Semisfere per l'elettrostatica
Semisfere per l'elettrostatica
DATA: -
COSTRUTTORE: -
LUOGO DI COSTRUZIONE: -
PROVENIENZA: -
COLLEZIONE: Fisica
SEZIONE: Elettrostatica
CARATTERISTICHE TECNICHE
MATERIALE: metallo e plexiglass
MISURE E DIMENSIONI: diametro 12 cm, altezza 22 cm
STATO DI CONSERVAZIONE: completo, integro
Descrizione
Questi due strumenti, detti emisferi di Cavendish, sono due semisfere in metallo dotate di un manico in plexiglass che vengono impiegate per l’esecuzione di un esperimento che serve a verificare la distribuzione delle cariche elettriche sulla superficie dei conduttori.
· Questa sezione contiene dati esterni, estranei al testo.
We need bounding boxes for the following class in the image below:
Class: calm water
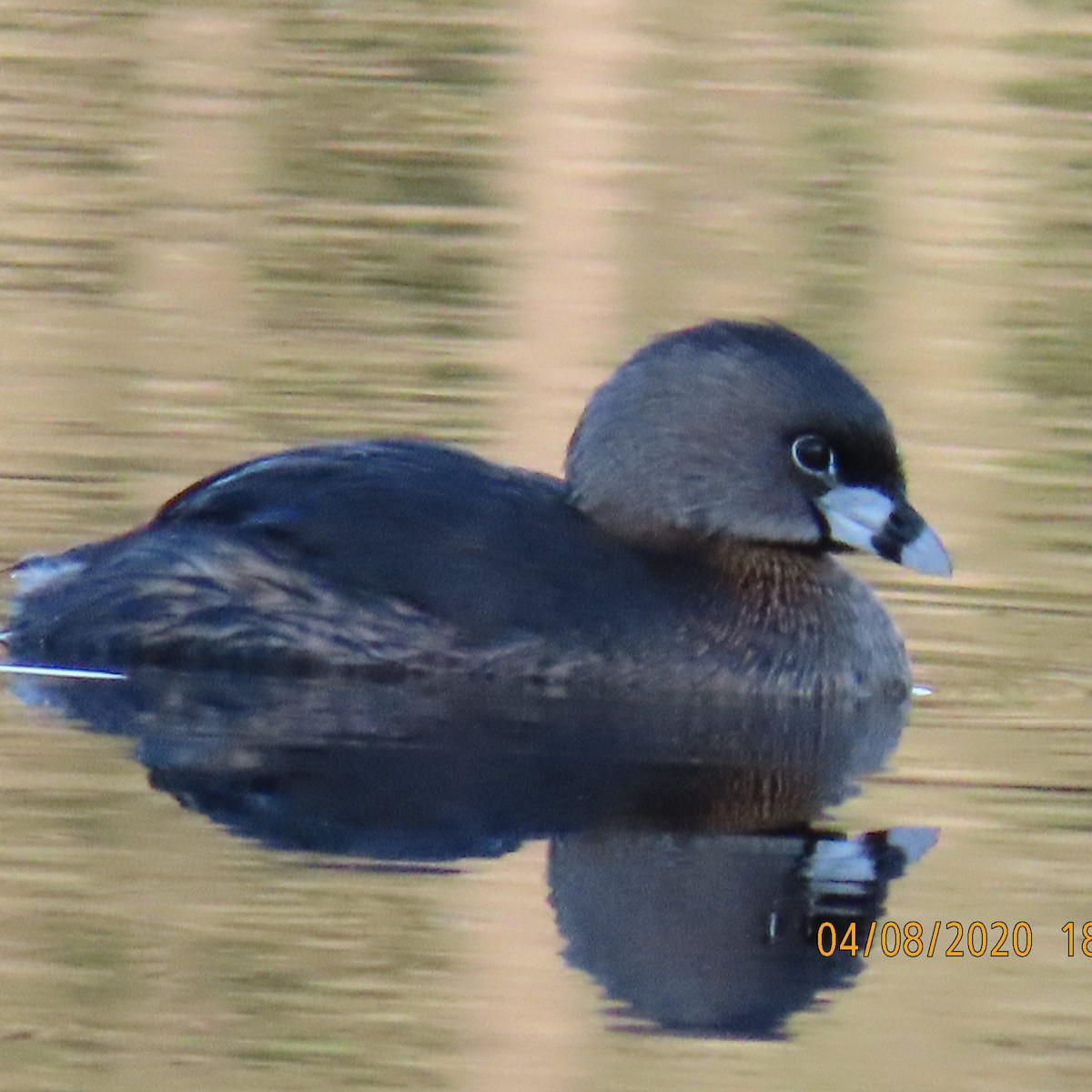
[0,0,1092,1092]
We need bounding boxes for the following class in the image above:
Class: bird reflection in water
[4,668,934,1037]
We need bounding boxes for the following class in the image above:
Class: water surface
[0,0,1092,1092]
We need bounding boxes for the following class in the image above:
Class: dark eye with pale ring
[790,432,837,479]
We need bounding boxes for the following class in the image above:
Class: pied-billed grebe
[2,322,950,693]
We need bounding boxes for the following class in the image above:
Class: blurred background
[0,0,1092,1092]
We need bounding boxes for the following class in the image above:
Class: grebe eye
[790,432,837,479]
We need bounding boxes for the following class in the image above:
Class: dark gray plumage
[4,322,948,693]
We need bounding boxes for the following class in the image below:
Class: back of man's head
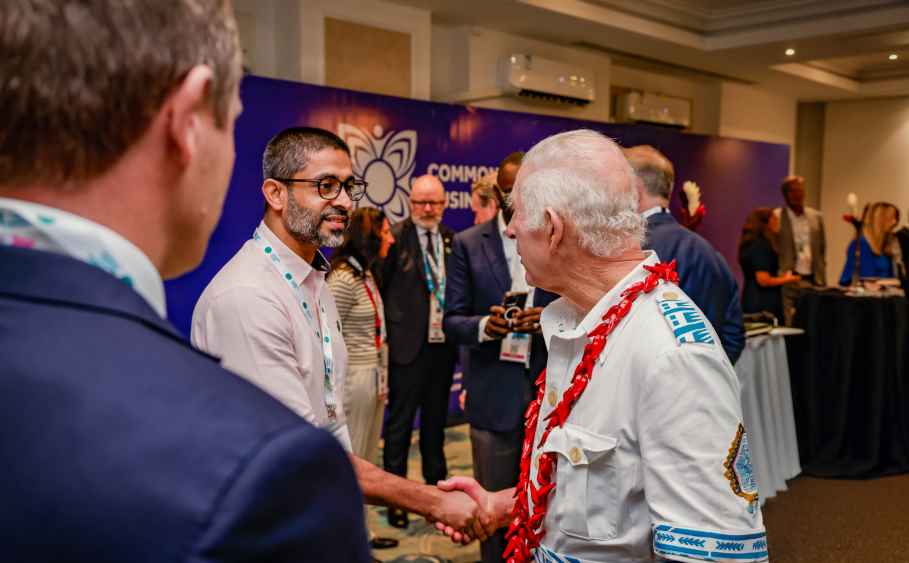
[0,0,242,187]
[262,127,350,180]
[625,145,675,201]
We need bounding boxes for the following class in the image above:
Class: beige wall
[793,102,827,209]
[821,97,909,286]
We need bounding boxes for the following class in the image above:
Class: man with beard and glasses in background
[382,174,455,528]
[192,127,488,539]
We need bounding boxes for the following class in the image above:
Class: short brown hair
[0,0,242,184]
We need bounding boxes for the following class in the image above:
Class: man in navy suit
[0,0,370,563]
[445,153,556,563]
[625,145,745,364]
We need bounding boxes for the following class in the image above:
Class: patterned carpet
[368,424,480,563]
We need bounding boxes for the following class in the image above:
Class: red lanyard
[363,273,382,350]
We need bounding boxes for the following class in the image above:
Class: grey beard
[284,197,346,248]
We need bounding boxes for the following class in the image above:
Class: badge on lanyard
[429,293,445,344]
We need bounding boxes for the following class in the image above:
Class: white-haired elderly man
[440,130,768,563]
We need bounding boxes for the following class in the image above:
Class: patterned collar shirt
[192,222,351,451]
[530,252,768,563]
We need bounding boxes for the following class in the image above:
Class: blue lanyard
[253,229,338,421]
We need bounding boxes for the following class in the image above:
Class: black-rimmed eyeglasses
[272,176,369,201]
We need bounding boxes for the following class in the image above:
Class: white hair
[513,129,645,257]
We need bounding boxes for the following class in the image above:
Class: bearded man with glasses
[192,127,491,548]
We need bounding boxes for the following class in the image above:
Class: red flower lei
[502,260,679,563]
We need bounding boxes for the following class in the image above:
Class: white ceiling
[393,0,909,100]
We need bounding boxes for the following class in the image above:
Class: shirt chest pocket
[542,424,623,540]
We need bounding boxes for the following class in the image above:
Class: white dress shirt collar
[259,220,330,283]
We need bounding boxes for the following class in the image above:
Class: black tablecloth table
[787,290,909,478]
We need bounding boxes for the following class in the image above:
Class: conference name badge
[499,332,530,364]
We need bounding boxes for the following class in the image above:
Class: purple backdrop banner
[166,76,789,335]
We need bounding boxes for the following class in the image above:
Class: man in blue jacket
[444,153,557,563]
[625,145,745,364]
[0,0,370,563]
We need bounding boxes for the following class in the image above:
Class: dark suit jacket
[644,212,745,364]
[382,218,454,365]
[779,206,827,285]
[445,219,557,432]
[0,247,371,563]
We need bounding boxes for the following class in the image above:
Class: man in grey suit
[775,176,827,324]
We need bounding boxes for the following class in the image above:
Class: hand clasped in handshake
[426,477,514,545]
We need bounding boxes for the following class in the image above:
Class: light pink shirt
[192,222,350,450]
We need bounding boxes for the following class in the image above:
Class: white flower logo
[338,123,417,223]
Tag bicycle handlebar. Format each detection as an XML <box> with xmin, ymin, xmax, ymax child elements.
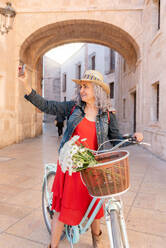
<box><xmin>93</xmin><ymin>134</ymin><xmax>150</xmax><ymax>153</ymax></box>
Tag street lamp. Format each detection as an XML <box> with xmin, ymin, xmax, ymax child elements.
<box><xmin>0</xmin><ymin>2</ymin><xmax>16</xmax><ymax>34</ymax></box>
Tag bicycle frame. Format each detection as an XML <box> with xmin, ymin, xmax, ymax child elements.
<box><xmin>44</xmin><ymin>139</ymin><xmax>142</xmax><ymax>248</ymax></box>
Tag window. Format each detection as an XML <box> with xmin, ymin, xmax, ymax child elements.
<box><xmin>156</xmin><ymin>83</ymin><xmax>160</xmax><ymax>121</ymax></box>
<box><xmin>110</xmin><ymin>49</ymin><xmax>115</xmax><ymax>72</ymax></box>
<box><xmin>123</xmin><ymin>98</ymin><xmax>126</xmax><ymax>119</ymax></box>
<box><xmin>152</xmin><ymin>0</ymin><xmax>161</xmax><ymax>31</ymax></box>
<box><xmin>91</xmin><ymin>56</ymin><xmax>96</xmax><ymax>70</ymax></box>
<box><xmin>152</xmin><ymin>82</ymin><xmax>160</xmax><ymax>121</ymax></box>
<box><xmin>109</xmin><ymin>82</ymin><xmax>114</xmax><ymax>99</ymax></box>
<box><xmin>62</xmin><ymin>73</ymin><xmax>66</xmax><ymax>92</ymax></box>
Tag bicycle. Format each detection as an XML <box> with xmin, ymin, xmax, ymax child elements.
<box><xmin>42</xmin><ymin>136</ymin><xmax>146</xmax><ymax>248</ymax></box>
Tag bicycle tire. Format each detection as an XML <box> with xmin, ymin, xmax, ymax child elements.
<box><xmin>42</xmin><ymin>171</ymin><xmax>56</xmax><ymax>234</ymax></box>
<box><xmin>110</xmin><ymin>210</ymin><xmax>124</xmax><ymax>248</ymax></box>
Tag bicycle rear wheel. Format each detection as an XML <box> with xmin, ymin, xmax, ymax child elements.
<box><xmin>110</xmin><ymin>210</ymin><xmax>125</xmax><ymax>248</ymax></box>
<box><xmin>42</xmin><ymin>171</ymin><xmax>56</xmax><ymax>233</ymax></box>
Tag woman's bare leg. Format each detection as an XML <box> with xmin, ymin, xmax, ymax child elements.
<box><xmin>51</xmin><ymin>213</ymin><xmax>64</xmax><ymax>248</ymax></box>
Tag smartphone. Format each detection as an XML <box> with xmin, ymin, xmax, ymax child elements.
<box><xmin>18</xmin><ymin>64</ymin><xmax>26</xmax><ymax>77</ymax></box>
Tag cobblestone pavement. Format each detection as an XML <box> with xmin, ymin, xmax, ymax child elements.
<box><xmin>0</xmin><ymin>124</ymin><xmax>166</xmax><ymax>248</ymax></box>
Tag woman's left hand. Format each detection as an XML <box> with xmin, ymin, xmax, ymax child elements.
<box><xmin>133</xmin><ymin>133</ymin><xmax>144</xmax><ymax>142</ymax></box>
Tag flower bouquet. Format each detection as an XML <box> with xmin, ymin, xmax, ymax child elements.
<box><xmin>59</xmin><ymin>135</ymin><xmax>97</xmax><ymax>175</ymax></box>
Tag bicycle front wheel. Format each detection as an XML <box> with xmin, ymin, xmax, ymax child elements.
<box><xmin>42</xmin><ymin>171</ymin><xmax>56</xmax><ymax>233</ymax></box>
<box><xmin>110</xmin><ymin>210</ymin><xmax>125</xmax><ymax>248</ymax></box>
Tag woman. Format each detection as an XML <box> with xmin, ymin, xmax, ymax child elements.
<box><xmin>20</xmin><ymin>70</ymin><xmax>143</xmax><ymax>248</ymax></box>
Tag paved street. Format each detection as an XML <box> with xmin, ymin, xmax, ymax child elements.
<box><xmin>0</xmin><ymin>124</ymin><xmax>166</xmax><ymax>248</ymax></box>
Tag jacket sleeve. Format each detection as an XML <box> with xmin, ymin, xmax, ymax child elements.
<box><xmin>24</xmin><ymin>89</ymin><xmax>75</xmax><ymax>118</ymax></box>
<box><xmin>108</xmin><ymin>112</ymin><xmax>123</xmax><ymax>146</ymax></box>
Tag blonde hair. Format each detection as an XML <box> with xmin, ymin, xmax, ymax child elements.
<box><xmin>73</xmin><ymin>83</ymin><xmax>112</xmax><ymax>112</ymax></box>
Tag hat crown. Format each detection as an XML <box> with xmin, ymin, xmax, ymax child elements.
<box><xmin>83</xmin><ymin>70</ymin><xmax>104</xmax><ymax>82</ymax></box>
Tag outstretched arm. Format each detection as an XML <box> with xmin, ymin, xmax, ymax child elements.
<box><xmin>19</xmin><ymin>65</ymin><xmax>75</xmax><ymax>118</ymax></box>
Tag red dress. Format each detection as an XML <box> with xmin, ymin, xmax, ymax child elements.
<box><xmin>52</xmin><ymin>118</ymin><xmax>104</xmax><ymax>225</ymax></box>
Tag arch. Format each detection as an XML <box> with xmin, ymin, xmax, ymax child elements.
<box><xmin>20</xmin><ymin>19</ymin><xmax>140</xmax><ymax>69</ymax></box>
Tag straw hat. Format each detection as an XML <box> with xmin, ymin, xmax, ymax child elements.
<box><xmin>72</xmin><ymin>70</ymin><xmax>110</xmax><ymax>95</ymax></box>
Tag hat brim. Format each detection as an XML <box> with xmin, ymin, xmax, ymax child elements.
<box><xmin>72</xmin><ymin>79</ymin><xmax>110</xmax><ymax>95</ymax></box>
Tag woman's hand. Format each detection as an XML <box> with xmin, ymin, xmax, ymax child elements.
<box><xmin>133</xmin><ymin>133</ymin><xmax>144</xmax><ymax>142</ymax></box>
<box><xmin>18</xmin><ymin>65</ymin><xmax>32</xmax><ymax>95</ymax></box>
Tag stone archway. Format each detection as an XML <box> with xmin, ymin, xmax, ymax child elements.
<box><xmin>18</xmin><ymin>19</ymin><xmax>140</xmax><ymax>141</ymax></box>
<box><xmin>20</xmin><ymin>20</ymin><xmax>140</xmax><ymax>70</ymax></box>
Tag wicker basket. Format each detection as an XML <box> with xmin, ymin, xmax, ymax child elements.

Le due semisfere cave presentano una piccola apertura semicircolare. Per eseguire l'esperimento viene caricata una sfera metallica, sostenuta da una base isolante in vetro, per mezzo di un elettroforo di Volta o di una macchina elettrostatica. Successivamente viene avvicinato un elettroscopio a foglie per verificare se la sfera è stata caricata correttamente. Dopodiché vengono presi i due emisferi scarichi e vengono fatti combaciare attorno alla sfera caricata, in modo che siano in contatto con la stessa. Ciò è possibile grazie alle due piccole aperture semicircolari che lasciano lo spazio per l’asta di sostegno isolante della sfera centrale carica. Subito dopo le semisfere vengono separate simultaneamente. Avvicinando nuovamente l’elettroscopio alla sfera centrale si noterà che questa alla fine risulta totalmente scarica mentre le due semisfere risulteranno cariche. Attraverso questo esperimento si può, quindi, osservare che le cariche elettriche si distribuiscono in modo uniforme sulla superficie più esterna del conduttore sferico. Questo fenomeno avviene grazie alla forza repulsiva generata tra le cariche elettriche dello stesso segno che le fa posizionare alla massima distanza possibile tra loro. Questo esperimento venne eseguito per la prima volta nel 1772 da Henry Cavendish (Nizza, 1731 – Londra, 1810) per dimostrare la sua teoria in merito alla distribuzione delle cariche di un conduttore isolato.